As it is easy to be mother!
would be desirable to Begin the story to me with itself. Call me Alain, I am 20 years old. My daughter - one and a half years. Now it seems to me that my baby all life was near... But there was everything not so. For the first time I became pregnant when to me there were 17. Of course, I wanted to make abortion, but it did not happen, however soon I all the same lost the child: on term 5 - ti months there was an abortion. I lived, naturally, with parents, more precisely, with mother. I graduated from school, but to arrive to study did not hurry further - of course, with me there lived my boyfriend who provided me, and I cooked to him soups...

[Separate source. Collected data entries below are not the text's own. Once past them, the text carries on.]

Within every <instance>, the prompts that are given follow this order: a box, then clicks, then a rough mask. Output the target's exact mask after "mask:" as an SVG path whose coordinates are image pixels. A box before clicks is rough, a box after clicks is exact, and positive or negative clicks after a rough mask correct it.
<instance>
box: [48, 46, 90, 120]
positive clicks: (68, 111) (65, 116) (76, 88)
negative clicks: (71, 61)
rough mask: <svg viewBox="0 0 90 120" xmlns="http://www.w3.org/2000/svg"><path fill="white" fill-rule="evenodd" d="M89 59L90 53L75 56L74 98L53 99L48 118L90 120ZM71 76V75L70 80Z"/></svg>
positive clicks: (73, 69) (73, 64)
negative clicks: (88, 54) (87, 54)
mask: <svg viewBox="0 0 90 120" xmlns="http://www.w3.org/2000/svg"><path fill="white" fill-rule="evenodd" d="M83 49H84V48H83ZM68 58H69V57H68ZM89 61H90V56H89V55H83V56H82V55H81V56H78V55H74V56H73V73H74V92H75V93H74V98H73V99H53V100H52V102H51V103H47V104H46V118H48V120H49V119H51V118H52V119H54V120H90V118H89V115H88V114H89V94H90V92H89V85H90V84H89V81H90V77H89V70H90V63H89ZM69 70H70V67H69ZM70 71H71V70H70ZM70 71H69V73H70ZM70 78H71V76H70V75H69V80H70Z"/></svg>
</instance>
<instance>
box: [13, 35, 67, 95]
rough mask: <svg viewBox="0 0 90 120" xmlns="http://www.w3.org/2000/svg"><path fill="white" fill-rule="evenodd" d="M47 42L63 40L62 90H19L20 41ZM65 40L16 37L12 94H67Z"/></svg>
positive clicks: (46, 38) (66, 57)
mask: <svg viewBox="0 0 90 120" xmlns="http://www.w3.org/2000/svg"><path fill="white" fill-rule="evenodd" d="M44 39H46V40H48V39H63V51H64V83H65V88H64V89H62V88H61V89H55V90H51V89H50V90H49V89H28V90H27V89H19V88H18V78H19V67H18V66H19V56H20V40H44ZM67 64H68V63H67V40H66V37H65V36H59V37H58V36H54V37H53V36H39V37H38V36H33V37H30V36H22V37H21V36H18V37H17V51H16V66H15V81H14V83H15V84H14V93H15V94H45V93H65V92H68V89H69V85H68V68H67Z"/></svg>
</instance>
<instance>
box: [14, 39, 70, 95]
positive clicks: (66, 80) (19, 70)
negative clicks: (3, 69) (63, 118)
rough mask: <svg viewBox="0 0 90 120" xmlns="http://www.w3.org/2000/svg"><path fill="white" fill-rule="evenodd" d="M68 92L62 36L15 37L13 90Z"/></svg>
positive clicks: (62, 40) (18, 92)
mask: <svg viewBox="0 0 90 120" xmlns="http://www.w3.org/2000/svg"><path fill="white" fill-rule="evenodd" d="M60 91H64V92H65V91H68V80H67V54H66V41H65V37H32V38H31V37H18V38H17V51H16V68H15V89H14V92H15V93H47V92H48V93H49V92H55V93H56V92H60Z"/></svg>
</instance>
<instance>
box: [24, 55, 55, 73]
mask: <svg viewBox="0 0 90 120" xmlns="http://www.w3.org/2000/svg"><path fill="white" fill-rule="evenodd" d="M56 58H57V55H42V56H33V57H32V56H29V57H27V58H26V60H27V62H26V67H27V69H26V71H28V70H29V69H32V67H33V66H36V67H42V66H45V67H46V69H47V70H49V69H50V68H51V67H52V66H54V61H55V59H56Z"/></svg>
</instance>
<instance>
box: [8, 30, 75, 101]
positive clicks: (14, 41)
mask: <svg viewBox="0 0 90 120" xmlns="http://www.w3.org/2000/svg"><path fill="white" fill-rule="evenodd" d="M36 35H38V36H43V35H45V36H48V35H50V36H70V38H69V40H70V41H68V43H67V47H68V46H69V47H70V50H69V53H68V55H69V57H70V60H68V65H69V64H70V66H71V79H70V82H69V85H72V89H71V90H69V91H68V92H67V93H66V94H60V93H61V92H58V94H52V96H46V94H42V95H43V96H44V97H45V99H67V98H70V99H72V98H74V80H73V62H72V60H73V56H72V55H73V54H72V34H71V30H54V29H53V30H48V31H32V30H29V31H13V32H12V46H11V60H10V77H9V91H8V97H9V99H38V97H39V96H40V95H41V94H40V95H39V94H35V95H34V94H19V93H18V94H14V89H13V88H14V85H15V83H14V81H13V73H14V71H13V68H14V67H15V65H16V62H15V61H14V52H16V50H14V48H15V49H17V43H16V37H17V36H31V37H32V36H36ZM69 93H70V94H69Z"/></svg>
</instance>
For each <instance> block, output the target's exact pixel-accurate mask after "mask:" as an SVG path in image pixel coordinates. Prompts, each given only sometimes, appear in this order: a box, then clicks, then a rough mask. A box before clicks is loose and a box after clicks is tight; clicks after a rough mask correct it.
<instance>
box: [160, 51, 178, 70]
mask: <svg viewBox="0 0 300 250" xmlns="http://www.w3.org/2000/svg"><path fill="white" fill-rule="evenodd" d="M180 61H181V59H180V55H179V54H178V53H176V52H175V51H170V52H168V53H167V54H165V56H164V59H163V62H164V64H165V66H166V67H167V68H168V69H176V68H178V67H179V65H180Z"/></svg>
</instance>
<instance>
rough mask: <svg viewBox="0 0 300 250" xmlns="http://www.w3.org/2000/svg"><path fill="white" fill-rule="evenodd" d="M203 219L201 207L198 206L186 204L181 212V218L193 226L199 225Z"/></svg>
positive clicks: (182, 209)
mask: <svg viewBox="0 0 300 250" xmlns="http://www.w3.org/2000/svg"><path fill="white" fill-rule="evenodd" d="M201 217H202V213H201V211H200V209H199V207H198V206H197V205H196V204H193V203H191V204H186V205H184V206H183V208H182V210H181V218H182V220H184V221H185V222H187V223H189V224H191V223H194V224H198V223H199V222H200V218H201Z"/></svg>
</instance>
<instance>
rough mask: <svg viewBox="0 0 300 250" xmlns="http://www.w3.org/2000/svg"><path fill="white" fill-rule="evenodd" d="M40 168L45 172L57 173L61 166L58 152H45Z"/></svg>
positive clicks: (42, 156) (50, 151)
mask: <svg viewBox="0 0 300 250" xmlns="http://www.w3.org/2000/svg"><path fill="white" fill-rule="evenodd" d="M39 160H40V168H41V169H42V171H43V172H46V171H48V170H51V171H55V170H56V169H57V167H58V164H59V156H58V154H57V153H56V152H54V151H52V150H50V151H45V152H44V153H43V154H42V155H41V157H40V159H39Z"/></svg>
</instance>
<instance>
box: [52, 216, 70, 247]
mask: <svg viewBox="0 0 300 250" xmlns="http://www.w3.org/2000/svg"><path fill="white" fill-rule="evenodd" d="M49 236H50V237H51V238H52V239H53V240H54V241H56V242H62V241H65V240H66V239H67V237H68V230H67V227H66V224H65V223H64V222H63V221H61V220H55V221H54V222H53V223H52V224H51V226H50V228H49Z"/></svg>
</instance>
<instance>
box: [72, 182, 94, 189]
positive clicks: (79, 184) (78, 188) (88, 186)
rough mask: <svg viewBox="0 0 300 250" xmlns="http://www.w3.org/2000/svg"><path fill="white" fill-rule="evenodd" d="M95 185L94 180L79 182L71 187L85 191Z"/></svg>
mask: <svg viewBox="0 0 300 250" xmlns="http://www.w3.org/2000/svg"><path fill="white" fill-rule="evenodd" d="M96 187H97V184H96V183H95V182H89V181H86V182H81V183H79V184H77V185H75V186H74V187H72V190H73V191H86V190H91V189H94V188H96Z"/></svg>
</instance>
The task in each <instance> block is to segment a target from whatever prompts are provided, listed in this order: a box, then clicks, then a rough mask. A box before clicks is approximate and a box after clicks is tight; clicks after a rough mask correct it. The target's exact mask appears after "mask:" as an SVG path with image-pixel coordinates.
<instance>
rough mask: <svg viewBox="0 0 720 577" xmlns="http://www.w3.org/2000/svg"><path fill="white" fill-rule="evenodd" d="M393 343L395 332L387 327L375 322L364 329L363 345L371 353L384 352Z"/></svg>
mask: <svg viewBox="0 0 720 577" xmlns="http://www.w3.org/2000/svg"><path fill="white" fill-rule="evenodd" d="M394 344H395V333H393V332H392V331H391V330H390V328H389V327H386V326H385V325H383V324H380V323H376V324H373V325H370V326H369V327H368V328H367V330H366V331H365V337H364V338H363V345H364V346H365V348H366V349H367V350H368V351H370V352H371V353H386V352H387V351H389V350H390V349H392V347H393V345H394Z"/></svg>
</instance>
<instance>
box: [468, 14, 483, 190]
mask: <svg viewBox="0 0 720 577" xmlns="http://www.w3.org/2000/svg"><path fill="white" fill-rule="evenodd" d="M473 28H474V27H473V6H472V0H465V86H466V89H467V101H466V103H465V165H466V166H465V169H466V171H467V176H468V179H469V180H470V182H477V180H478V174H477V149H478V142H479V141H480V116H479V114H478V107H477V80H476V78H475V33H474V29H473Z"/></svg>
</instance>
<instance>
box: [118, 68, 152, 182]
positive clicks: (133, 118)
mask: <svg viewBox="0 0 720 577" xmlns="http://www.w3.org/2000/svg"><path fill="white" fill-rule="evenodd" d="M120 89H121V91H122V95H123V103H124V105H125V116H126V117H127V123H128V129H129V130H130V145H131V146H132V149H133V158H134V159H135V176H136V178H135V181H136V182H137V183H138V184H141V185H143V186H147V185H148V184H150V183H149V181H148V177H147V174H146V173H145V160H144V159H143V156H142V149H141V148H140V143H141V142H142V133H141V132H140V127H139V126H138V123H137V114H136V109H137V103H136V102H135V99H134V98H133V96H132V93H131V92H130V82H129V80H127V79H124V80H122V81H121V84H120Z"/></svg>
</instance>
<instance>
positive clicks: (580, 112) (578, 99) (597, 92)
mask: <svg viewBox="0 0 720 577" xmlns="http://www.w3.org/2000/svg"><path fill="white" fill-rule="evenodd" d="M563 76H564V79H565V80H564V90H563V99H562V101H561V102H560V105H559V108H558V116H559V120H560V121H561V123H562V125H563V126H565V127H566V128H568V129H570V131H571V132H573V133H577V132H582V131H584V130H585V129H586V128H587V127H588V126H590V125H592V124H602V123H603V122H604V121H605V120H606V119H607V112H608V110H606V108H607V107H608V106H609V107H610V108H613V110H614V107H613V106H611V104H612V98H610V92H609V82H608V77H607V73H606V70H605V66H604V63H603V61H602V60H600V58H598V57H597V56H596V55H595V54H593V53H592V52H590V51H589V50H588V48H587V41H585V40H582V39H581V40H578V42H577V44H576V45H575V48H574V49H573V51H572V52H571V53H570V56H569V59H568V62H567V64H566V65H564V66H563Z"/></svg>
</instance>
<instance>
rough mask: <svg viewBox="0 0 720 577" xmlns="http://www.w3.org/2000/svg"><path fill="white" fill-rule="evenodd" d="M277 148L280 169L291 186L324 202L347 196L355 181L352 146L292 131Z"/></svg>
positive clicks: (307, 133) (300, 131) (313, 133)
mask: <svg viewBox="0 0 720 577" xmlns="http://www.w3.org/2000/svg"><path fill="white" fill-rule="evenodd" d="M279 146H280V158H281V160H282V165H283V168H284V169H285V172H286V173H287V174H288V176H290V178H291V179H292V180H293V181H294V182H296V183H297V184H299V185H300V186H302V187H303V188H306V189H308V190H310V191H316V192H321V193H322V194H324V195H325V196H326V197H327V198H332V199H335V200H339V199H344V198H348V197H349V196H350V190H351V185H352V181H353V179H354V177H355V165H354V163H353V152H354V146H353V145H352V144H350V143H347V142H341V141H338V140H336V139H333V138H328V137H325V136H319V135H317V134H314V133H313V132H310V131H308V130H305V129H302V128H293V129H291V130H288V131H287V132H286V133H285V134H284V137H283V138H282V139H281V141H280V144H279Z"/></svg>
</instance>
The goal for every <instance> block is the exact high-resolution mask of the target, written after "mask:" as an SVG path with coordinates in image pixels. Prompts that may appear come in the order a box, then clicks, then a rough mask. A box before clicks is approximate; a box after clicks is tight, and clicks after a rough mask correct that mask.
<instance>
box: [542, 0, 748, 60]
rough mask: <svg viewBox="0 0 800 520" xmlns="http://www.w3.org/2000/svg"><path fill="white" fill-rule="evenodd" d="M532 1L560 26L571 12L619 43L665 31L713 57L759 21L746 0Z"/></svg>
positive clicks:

the Second my pregnancy happened a year later after an abortion... I did not feel either nausea, or other symptoms of pregnancy and was slightly shocked with the situation... I cannot tell that I wanted the child, but about abortion there was no thought even, I just tried to reconcile to what to appear the child... Pregnancy proceeded quite well, even dug beds at the dacha, but to lie down on preservation everything is it was necessary - there was a disclosure of a neck of a uterus, but doctors did not begin to react in any way. So generally in hospital I have just a rest. But the end of pregnancy was at the same time both heavy, and pleasant. Long I could not go, very much pulled a stomach, but lay much, and to me even brought in bed to eat.
When time to give birth came, I did not give birth and from a sofa practically did not get down. The stomach was just enormous, and it seemed to me that I will be pregnant eternally. And here on 41 - oh to week everything is I went to maternity hospital. It was frightening, but everything passed well, and I gave birth to the daughter weighing 4310 gr, 56 cm in heightAt first to me it was terrible
, nipples hurt, the child lost weight, and, having arrived home, I decided to refuse practically breastfeeding, but, fortunately, the pediatrician came and perfectly me explained everything that to what (for what to it special gratitude). Thanks to it I feed the daughter to this day.
Remembering the state after the delivery now, I am surprised and is almost sure that the maternal instinct is started during feeding. There were difficult moments and bitter, for example, when my mother died, but happy is much bigger! I am grateful to God that he gave me this pleasure, and I do not present myself to lives without this baby any more. Also I do not understand how it is possible not to want the child though itself “mother“ was once not ready to carry a proud rank. I am sure that together we will be able more, we have very strong emotional connection. And I am very happy. Also it would be desirable will address future mummies who are overcome by sensation of fear. If you are not afraid, then give birth, you nurse children! And then you will become the happiest. At least, I very much hope for it... Also I consider, it is possible, it already happened to me. And mother, by the way, to be very easy when you love and you feel love of the kid.